Thomas More, dans l’Utopie, écrivait en 1516 : « Est-il juste qu’un noble, un orfèvre, un usurier, un homme qui ne produit rien, ou qui ne produit que des objets de luxe inutiles à l’État, est-il juste que ceux-là mènent une vie délicate et splendide au sein de l’oisiveté ou d’occupations frivoles ? Tandis que le manœuvre, le charretier, l’artisan, le laboureur, vivent dans une noire misère, se procurant à peine la plus chétive nourriture. » 500 ans plus tard, rien n’a changé ou si peu . Désormais, le noble, l’usurier et l’orfèvre ne font plus qu’un …
Pour comprendre il n’est pas obligatoirement nécessaire d’avoir fait les 3/8, ni être passé par la pointeuse à l’embauche – on appelle ça le badgeage maintenant – ni d’avoir hissé un drapeau de la CGT sur une table de fraiseuse. Il suffit plus simplement de lire les dernières petites phrases de nos élites ! Quand un Geoffroy Roux de Bézieux, successeur de Pierre Gattaz, « sérial entrepreneur, libéral bon teint » selon l’Express, franc-tireur de l’entreprise et partisan du travail, rien que du travail, explique que « tant que l’espérance de vie augmente, il faut accepter de travailler plus longtemps », on est fixé. Geoffroy c’est quand même le mec qui voit un « vrai progrès social » dans le recul de l’âge légal de départ à la retraite. Ce n’est pas une considération économique. Que nenni. C’est un ajustement démographique. Une variable certes liée à l’humain mais aussi volatile que l’individu : un jour au boulot, un autre au cimetière. Entre les deux, pas grand-chose à part le mot consommation mis à toutes les sauces ! Vous me direz que Geoffroy n’est pas pire que Daniel Cohn-Bendit, rouge et vert à la fois, et Emmanuel Macron, bleu-blanc-rouge, quand, en 2016, ils s’accordaient pour le temps de travail hebdomadaire. « Quand t’es jeune, 35 heures c’est de la pipe. C’est 40 ou 45 heures parce que t’apprends ton job en même temps,» dixit le bonhomme qui n’a jamais pousser une bâtarde*. Hé les gars, tout le monde ne pointe pas le bout de son nez dans une entreprise, une boîte, sur un chantier, voire dans un bureau, à 30 piges…

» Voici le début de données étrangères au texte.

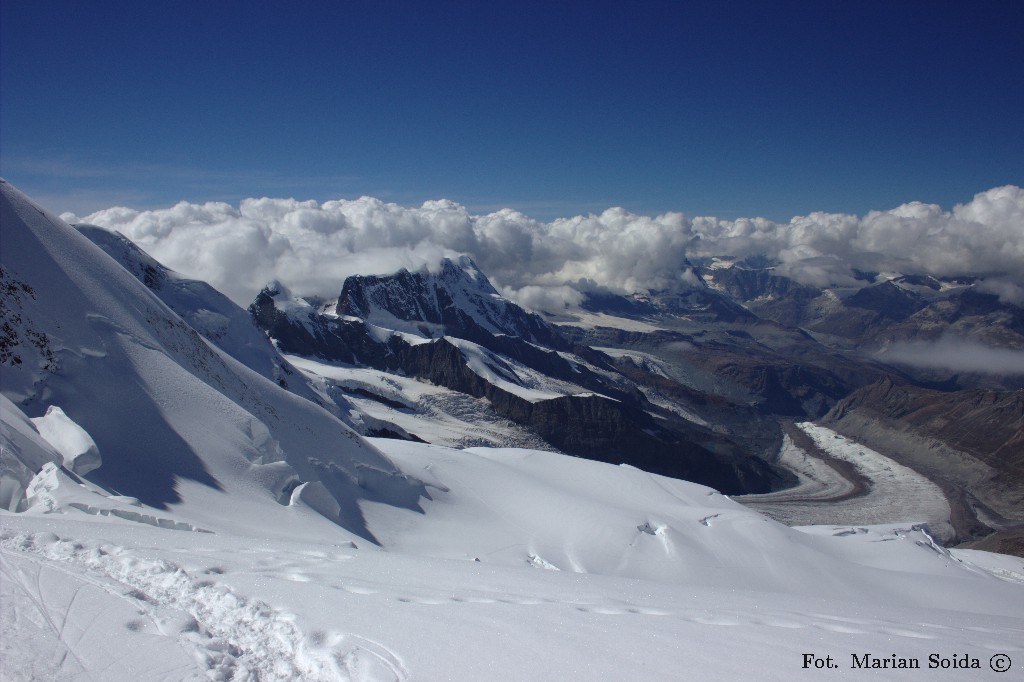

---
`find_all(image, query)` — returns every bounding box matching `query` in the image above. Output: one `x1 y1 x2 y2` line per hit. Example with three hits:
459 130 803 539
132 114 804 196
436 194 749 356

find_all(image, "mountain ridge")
0 179 422 538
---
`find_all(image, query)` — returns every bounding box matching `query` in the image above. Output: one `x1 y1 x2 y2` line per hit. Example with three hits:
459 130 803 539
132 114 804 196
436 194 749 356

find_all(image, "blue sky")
2 1 1022 220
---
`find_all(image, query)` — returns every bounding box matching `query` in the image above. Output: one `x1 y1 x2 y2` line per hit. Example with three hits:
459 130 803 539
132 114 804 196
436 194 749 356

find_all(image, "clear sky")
2 1 1022 221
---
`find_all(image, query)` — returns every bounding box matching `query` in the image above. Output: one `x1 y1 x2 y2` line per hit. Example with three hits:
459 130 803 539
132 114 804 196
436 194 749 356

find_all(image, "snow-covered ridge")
0 179 422 537
445 336 602 403
73 225 329 406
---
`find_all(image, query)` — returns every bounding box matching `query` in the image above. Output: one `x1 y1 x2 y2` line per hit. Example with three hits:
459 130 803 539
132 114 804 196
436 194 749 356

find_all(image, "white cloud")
878 338 1024 376
73 185 1024 311
774 256 860 289
976 278 1024 306
500 284 585 314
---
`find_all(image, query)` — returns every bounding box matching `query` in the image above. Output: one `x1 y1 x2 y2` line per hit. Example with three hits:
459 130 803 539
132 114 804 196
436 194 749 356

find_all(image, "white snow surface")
3 180 1024 680
445 337 596 403
285 355 553 450
74 226 329 409
545 308 668 332
2 434 1023 681
30 405 102 476
0 178 420 538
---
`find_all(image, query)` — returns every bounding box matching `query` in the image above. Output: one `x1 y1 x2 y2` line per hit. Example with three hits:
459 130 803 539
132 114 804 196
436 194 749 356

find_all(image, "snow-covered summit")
336 255 565 347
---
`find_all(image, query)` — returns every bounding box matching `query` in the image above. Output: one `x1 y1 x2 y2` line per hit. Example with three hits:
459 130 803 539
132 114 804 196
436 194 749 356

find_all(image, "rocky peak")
335 256 568 349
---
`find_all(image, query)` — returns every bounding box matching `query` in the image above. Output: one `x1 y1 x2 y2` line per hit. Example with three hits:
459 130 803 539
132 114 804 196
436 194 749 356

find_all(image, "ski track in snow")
298 570 1023 653
172 540 1024 654
0 531 407 682
6 527 1022 682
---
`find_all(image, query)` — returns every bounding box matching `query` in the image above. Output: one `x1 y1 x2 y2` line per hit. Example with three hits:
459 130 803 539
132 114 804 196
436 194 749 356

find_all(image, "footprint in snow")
4 531 409 682
338 583 379 595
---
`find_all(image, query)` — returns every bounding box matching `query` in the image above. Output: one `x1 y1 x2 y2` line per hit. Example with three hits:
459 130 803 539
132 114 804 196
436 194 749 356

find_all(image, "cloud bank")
879 338 1024 376
68 185 1024 310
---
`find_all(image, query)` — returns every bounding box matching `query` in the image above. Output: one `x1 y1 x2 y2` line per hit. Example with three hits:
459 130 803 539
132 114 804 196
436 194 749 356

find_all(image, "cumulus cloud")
773 256 860 289
500 284 585 314
69 185 1024 311
878 337 1024 376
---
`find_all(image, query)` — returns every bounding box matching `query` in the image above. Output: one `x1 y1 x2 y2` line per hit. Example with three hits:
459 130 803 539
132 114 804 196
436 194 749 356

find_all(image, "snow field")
3 506 1022 682
286 355 554 450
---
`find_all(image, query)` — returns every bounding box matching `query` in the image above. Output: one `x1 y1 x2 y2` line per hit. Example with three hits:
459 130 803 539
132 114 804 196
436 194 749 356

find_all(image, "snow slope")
2 435 1022 681
0 179 421 539
73 224 320 403
286 355 554 450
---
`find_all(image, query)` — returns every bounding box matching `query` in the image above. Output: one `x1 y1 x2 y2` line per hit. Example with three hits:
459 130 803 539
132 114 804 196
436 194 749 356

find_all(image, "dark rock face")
580 291 658 317
253 252 1024 504
251 288 369 365
845 281 927 320
558 322 880 420
893 274 942 291
785 281 931 342
712 361 851 417
337 256 569 351
877 290 1024 345
702 267 821 328
826 378 1024 472
568 269 1023 540
393 338 788 494
644 287 759 324
705 266 1024 357
704 267 801 302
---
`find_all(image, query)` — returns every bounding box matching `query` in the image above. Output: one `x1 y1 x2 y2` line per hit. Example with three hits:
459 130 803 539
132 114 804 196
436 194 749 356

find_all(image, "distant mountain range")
239 247 1022 545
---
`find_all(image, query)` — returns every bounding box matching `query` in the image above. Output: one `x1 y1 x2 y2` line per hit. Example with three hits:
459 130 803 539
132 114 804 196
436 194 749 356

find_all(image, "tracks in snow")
0 531 406 682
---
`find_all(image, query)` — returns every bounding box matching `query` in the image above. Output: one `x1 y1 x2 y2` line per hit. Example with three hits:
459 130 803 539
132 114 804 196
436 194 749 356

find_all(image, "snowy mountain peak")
4 181 1024 682
336 255 564 347
263 279 293 301
434 255 498 295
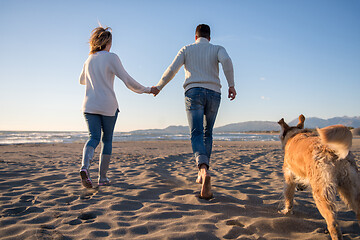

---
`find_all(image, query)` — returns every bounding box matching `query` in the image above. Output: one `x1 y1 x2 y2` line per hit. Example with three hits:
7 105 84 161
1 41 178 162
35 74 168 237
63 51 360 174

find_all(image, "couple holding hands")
79 24 236 199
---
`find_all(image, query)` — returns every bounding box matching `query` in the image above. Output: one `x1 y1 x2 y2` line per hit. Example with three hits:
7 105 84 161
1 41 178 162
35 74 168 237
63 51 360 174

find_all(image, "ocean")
0 131 279 145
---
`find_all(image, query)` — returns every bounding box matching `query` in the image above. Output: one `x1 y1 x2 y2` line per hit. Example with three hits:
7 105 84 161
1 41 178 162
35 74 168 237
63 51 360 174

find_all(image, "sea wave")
0 131 88 145
0 131 278 145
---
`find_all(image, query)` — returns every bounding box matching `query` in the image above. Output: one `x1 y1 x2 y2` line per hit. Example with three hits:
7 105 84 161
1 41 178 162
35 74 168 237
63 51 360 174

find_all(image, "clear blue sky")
0 0 359 132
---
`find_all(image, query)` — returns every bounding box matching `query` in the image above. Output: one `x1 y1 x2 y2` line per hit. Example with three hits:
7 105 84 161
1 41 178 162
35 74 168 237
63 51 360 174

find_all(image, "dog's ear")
278 118 289 130
296 114 305 129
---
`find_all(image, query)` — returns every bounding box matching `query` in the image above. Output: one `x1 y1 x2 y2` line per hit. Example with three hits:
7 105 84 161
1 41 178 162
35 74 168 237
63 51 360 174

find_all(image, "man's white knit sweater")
156 37 234 93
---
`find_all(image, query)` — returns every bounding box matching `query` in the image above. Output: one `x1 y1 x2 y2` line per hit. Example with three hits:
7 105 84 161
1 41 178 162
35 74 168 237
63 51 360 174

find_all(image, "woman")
79 26 155 188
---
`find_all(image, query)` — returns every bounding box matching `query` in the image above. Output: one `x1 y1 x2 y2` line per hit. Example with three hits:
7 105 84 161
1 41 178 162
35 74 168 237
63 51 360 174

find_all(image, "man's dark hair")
195 24 210 39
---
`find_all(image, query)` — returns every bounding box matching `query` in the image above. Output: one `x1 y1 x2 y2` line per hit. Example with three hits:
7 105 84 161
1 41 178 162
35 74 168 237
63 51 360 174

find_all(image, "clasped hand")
150 86 160 96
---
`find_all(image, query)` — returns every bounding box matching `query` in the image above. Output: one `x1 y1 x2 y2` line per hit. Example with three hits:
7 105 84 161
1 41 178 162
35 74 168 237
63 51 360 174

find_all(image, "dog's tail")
317 125 353 159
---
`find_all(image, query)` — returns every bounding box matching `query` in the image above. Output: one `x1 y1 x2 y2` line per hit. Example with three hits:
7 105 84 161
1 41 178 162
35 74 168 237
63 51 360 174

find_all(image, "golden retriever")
278 114 360 240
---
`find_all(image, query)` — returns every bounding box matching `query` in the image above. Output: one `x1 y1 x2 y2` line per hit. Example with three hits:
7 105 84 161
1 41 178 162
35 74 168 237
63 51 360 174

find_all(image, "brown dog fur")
278 115 360 240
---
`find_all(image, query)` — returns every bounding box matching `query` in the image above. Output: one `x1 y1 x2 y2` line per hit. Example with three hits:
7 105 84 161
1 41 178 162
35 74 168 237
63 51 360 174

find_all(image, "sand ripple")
0 140 359 239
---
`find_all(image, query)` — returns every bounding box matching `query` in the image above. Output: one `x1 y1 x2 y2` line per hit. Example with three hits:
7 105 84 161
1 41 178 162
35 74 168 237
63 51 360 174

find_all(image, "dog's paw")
296 183 307 191
278 208 293 215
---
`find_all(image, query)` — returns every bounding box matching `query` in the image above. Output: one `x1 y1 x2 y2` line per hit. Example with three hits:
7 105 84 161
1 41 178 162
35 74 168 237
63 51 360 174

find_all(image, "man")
152 24 236 199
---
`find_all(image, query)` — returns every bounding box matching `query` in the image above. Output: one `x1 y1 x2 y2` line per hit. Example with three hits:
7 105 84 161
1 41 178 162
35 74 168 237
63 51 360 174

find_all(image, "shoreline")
1 129 358 146
0 132 279 146
1 137 359 146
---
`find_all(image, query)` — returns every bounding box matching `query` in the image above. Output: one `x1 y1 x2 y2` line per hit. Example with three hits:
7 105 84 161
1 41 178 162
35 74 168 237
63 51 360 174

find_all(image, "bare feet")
196 171 202 184
198 166 213 200
80 169 93 189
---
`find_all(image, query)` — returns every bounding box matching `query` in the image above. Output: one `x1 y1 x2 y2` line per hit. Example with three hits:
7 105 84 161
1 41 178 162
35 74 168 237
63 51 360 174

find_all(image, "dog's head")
278 114 305 148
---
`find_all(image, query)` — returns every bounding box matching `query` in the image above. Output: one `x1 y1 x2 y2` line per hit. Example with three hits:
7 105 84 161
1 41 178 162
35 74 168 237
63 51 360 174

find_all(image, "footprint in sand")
226 219 244 227
68 211 97 225
35 226 66 240
2 206 27 216
2 206 43 217
110 200 143 211
223 219 254 239
78 212 97 220
19 195 35 203
79 188 97 200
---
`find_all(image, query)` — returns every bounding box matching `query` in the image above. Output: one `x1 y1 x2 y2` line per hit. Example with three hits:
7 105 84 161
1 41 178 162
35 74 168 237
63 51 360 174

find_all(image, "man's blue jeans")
185 87 221 169
84 110 119 155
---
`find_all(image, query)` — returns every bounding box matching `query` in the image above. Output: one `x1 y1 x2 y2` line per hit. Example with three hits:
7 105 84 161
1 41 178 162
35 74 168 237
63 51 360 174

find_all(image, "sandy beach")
0 139 359 240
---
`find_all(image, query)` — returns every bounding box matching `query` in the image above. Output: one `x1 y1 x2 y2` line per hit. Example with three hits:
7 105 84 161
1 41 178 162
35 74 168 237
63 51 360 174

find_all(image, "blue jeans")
185 87 221 169
84 110 119 155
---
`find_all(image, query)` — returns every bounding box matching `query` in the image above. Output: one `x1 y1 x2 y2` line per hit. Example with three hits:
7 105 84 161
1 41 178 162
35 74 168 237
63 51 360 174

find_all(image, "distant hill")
288 116 360 129
130 125 189 134
214 121 279 132
217 116 360 132
128 116 360 134
352 128 360 136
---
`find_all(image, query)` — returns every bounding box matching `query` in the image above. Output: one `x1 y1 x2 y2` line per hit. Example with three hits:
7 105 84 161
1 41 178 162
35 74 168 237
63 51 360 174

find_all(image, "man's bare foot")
199 167 213 199
200 174 213 199
196 171 202 184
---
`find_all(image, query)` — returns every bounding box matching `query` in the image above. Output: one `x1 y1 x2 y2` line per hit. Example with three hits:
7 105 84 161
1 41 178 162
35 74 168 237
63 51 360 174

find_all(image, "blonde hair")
89 27 112 54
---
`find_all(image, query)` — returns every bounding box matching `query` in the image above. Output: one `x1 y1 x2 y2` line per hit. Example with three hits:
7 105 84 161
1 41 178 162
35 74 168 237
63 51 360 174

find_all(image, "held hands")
150 86 160 96
150 86 235 99
228 87 236 101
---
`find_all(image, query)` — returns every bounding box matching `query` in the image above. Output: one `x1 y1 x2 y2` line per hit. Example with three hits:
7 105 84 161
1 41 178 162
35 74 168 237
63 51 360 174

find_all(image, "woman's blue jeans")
84 110 119 155
185 87 221 169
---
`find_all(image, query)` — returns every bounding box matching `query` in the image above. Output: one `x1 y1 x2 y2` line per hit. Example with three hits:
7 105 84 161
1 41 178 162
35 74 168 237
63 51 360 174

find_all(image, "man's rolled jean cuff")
196 155 209 169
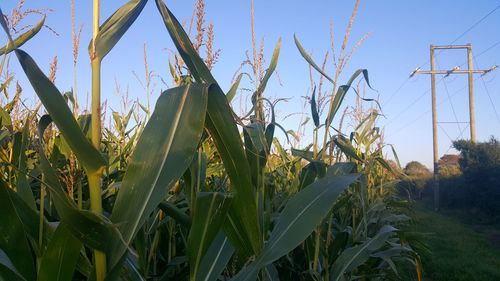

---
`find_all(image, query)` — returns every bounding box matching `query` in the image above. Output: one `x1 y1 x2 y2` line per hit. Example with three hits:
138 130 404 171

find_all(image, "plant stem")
90 0 106 279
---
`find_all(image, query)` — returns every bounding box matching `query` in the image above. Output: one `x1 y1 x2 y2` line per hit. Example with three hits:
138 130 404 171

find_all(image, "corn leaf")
38 223 82 281
326 69 370 128
109 83 209 268
188 192 232 281
196 232 235 281
90 0 148 60
230 174 360 281
330 225 397 281
0 13 106 173
13 123 36 210
311 86 320 127
294 35 334 83
0 16 45 55
226 73 243 102
0 179 36 281
16 50 106 173
156 0 262 256
37 115 123 253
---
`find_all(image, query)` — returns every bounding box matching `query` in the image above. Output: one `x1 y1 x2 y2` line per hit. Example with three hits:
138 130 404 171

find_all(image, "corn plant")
0 1 422 280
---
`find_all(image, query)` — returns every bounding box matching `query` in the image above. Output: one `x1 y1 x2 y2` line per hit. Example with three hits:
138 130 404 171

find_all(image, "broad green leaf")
230 174 360 281
0 179 36 281
197 232 235 281
0 16 45 55
109 83 209 269
89 0 148 60
330 225 397 281
188 192 232 281
227 73 243 102
37 115 123 253
38 223 82 281
156 0 262 256
294 35 334 83
14 50 105 173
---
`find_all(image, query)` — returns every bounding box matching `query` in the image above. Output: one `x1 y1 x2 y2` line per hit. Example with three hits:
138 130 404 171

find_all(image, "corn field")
0 1 422 280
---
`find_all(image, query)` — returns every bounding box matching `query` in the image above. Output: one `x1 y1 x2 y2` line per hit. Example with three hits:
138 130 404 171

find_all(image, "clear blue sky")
2 0 500 168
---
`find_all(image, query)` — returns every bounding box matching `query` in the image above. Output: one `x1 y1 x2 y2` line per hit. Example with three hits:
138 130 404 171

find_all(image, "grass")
411 201 500 281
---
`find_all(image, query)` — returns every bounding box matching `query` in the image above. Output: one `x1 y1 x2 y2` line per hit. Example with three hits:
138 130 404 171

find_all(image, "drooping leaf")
326 69 371 128
37 115 123 253
330 225 397 281
89 0 148 60
109 83 209 269
14 50 105 173
294 34 334 83
38 223 82 281
188 192 232 281
0 16 45 55
230 174 360 281
333 135 363 162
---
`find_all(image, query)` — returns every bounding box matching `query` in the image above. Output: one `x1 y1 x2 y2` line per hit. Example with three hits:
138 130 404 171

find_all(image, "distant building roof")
439 154 461 166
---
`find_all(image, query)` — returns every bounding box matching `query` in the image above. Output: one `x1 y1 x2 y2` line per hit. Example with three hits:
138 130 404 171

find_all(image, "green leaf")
37 115 123 253
257 38 281 95
109 83 209 269
333 135 363 162
230 174 360 281
226 73 243 102
89 0 148 60
13 123 36 210
0 16 45 55
327 162 356 176
326 69 370 128
14 50 105 173
330 225 397 281
38 223 82 281
294 34 334 83
196 232 235 281
0 179 36 281
311 86 320 127
156 0 262 257
188 192 232 281
158 201 191 228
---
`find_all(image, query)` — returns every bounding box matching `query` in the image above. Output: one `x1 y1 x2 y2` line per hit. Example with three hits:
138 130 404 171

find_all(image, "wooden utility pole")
430 46 439 211
411 44 497 211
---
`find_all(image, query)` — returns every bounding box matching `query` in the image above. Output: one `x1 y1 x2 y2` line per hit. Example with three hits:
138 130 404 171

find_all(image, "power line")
384 40 500 127
437 58 463 137
383 4 500 108
474 57 500 125
449 4 500 45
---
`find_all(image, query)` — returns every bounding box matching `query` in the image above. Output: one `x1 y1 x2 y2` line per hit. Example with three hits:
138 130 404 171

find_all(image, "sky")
1 0 500 168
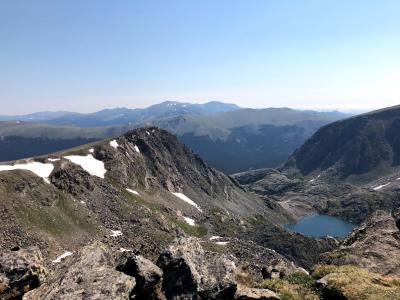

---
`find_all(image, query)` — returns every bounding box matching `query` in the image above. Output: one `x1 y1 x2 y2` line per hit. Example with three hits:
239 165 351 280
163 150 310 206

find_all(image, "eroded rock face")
23 243 135 300
322 209 400 276
157 237 237 299
116 252 163 299
0 247 45 300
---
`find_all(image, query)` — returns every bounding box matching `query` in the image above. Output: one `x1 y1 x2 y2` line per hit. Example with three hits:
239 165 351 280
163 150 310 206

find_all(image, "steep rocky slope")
284 105 400 183
0 127 285 256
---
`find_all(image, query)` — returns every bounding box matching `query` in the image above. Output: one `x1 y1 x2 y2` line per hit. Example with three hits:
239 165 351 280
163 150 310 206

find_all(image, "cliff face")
284 105 400 183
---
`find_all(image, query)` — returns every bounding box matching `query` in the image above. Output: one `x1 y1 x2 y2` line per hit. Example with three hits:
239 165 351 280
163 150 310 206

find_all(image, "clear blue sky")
1 0 400 114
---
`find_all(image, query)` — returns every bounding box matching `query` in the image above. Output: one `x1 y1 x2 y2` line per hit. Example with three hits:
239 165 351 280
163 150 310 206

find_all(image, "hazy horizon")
1 1 400 114
0 99 377 116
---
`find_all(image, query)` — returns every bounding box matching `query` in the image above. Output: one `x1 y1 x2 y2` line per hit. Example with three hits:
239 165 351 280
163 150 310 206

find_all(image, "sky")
1 0 400 114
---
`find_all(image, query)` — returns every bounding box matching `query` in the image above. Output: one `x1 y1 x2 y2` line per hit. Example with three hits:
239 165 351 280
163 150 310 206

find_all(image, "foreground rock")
322 209 400 276
0 247 45 300
23 243 135 300
157 237 238 299
234 286 280 300
116 252 163 299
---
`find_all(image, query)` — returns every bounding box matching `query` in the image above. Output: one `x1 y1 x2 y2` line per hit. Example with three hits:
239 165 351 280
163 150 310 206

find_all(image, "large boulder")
322 209 400 276
157 237 237 299
234 286 280 300
0 247 45 300
23 243 135 300
116 252 163 299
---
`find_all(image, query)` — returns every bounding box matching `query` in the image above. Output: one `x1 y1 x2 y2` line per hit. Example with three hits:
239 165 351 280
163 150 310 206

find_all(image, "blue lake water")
285 214 357 238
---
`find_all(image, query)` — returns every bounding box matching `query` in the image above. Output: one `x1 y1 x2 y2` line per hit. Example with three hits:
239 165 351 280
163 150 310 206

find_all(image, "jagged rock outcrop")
157 237 238 299
116 252 163 299
0 247 45 300
322 209 400 276
221 238 304 283
23 243 136 300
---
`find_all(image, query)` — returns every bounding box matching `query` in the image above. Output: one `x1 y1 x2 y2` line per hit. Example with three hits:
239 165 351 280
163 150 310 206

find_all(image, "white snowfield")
52 251 73 263
183 216 196 226
373 182 391 190
126 188 139 195
209 236 222 241
64 154 106 178
111 230 123 237
172 192 203 212
119 248 133 252
48 158 60 162
89 148 94 153
0 162 54 183
215 241 229 246
109 140 119 149
134 145 140 153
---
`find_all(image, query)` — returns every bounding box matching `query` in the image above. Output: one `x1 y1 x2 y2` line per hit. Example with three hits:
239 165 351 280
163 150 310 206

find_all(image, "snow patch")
215 241 229 246
146 131 150 136
64 154 106 178
126 188 139 195
109 140 119 149
373 183 391 191
134 145 140 153
209 236 221 241
309 174 321 183
52 251 73 263
48 158 60 162
119 248 133 252
111 230 123 237
172 192 202 212
183 216 195 226
0 162 54 183
88 148 94 153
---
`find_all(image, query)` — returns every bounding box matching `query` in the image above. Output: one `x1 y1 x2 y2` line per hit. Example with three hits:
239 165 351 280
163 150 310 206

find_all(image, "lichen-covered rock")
23 243 135 300
0 247 45 300
157 237 237 299
234 286 280 300
116 252 163 299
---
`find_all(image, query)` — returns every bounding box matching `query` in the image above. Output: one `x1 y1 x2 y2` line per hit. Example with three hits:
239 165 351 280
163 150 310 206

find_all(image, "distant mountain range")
0 101 350 173
0 101 240 127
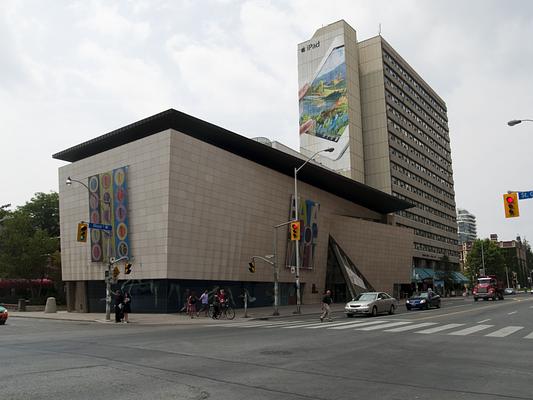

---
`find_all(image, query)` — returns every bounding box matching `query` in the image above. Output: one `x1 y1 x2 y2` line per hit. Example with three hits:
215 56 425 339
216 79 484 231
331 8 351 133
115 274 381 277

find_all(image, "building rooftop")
53 109 413 214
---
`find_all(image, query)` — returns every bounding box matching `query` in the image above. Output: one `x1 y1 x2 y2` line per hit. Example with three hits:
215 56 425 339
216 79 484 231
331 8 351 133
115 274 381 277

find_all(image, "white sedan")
344 292 398 317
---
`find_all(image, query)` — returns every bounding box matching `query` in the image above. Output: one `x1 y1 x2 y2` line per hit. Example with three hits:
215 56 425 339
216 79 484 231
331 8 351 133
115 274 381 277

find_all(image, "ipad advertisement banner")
298 33 350 162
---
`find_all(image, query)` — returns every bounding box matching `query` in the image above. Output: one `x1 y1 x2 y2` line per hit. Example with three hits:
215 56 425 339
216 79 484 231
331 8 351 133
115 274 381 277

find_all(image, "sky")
2 0 533 242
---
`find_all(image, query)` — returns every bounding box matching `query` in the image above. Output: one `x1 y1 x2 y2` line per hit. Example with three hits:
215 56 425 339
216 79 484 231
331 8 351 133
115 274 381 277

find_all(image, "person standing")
320 290 333 322
198 289 209 317
114 289 124 323
123 291 132 323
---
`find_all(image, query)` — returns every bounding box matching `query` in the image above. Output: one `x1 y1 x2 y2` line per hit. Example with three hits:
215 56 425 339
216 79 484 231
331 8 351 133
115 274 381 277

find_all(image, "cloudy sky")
2 0 533 242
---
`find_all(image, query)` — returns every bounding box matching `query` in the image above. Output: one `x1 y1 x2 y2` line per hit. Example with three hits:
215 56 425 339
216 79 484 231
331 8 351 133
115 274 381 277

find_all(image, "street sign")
518 191 533 200
89 222 112 231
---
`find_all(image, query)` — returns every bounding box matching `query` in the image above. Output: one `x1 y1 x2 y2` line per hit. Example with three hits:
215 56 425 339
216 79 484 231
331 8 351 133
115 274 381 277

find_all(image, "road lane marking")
507 311 517 315
354 321 412 331
416 323 465 334
383 322 437 332
329 320 390 330
477 319 491 323
485 326 523 337
448 324 494 336
523 332 533 339
305 320 371 329
283 321 335 329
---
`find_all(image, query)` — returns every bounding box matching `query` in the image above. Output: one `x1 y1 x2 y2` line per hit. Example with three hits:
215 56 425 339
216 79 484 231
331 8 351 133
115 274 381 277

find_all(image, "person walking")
187 291 198 318
198 289 209 317
123 291 132 323
114 289 124 323
320 289 333 322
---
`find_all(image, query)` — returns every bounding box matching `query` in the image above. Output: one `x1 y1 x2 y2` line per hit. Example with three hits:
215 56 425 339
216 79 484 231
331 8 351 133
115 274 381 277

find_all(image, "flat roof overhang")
53 109 413 214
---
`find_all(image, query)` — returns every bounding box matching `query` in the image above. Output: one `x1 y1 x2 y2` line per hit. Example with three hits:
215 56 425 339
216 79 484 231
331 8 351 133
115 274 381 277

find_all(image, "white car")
344 292 398 317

N’oublions pas que, pour seul travail de force, l’un a été, au siècle dernier, lanceur de pavé sur CRS, et l’autre, plus récemment, tourneur de page de livres de comptes. Dans un salon pour les uns, dans une quelconque tribune pour l’autre, c’est fou comment ceux qui n’ont que rarement connu l’odeur de la sueur peuvent débiter des âneries sur des sujets qu’ils ne maîtrisent pas. Vous me direz que d’autres ne vont pas par quatre chemins, dans le sens inverse, à l’image de Jean-Luc Mélenchon. Lui, il prône « Un emploi pour chacun. Travailler moins pour travailler tous ». Mathématiquement, c’est pas con ! Sur le terrain, va falloir négocier… Réducteur certes mais pas moins démagogique que les 10 000 boules d’Éric Z, pour une naissance dans nos campagnes plutôt qu’à la ville.
Tous sont largués par le seul qui ait connu l’usine, Philippe Poutou. Son «Bosser le moins possible, gagner le plus possible» lancé dès 2012 devrait être le leitmotiv de tous les prolétaires du monde, s’il voulait se donner la main, mon cousin. Qu’à cela ne tienne, Phiphi de 2022 n’attend personne. Il est déjà passé à autre chose: l’instauration de la semaine de 28 heures sur 4 jours, sans perte de salaire et avec les embauches correspondantes « pour en finir avec le chômage », associé à une sixième semaine de congés payés. Patrick Pouyanné, le PDG de TotalÉnergies (nouveau nom du groupe Total), entreprise à la pointe du partage – le premier qui dit dividende a gagné – vient d’annoncer qu’il trouve l’idée pas si stupide que ça. C’est pas comme ça que la dette fictive va être remboursée. Fictive, on vous a déjà dit, la dette. Qu’un saint, même Anglais et très Renaissance, et qu’un patron d’une entreprise à fort potentiel actionnarial, soient en phase avec un militant du Nouveau Parti Anticapitaliste devrait en interloquer plus d’un, non ?
* Pour ceux qui ne le savent pas, une bâtarde est une lime à grosses dents utilisée pour éliminer grossièrement de la matière sur une pièce de métal.